Nacha Rules

A Participating DFI must annually conduct, or have conducted, an audit of its compliance with these Rules. A Third-Party Service Provider or a Third-Party Sender that has agreed with a Participating DFI to process Entries must annually conduct, or have conducted, an audit of its compliance with these Rules. An annual audit must be conducted under these Rule Compliance Audit Requirements no later than December 31st of each year.

Click here to order a copy of the 2023 Nacha Operating Rules and Guidelines

Requirements

This requirement to conduct an audit relates solely to compliance with these Rules and is not limited to compliance with any specific rule or group of rules.
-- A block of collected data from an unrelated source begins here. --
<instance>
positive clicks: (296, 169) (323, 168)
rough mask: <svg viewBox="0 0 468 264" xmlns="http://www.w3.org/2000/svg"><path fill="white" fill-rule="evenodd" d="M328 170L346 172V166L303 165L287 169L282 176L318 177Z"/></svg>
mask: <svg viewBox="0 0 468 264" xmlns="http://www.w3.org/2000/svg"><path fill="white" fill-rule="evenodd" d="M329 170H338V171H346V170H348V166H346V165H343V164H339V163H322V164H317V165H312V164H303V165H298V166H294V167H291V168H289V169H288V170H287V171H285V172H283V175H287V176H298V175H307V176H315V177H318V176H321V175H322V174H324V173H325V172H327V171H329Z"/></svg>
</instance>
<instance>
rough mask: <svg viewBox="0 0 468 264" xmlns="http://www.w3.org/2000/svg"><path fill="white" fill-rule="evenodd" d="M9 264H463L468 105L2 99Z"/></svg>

This audit obligation does not address other audit considerations with regard to a Third-Party’s ACH policies, procedures, or regulatory compliance.

For a Third-Party Service Provider, these audit requirements apply only to the functions of ACH processing that it performs on behalf of a Participating DFI or a Third-Party Sender. For a Third-Party Sender, these audit requirements apply to its performance of any obligations of an ODFI under these Rules. References within these Rules to an audit of an ODFI’s or RDFI’s performance therefore also apply to a Third-Party Service Provider or Third-Party Sender acting in the capacities described above.

Audit & Risk Services

ACH Audit

An ACH audit of compliance with the Rules must be performed under the direction of the audit committee, audit manager, senior level officer, or independent (external) examiner or auditor of the Participating DFI, Third-Party Service Provider, or Third-Party Sender.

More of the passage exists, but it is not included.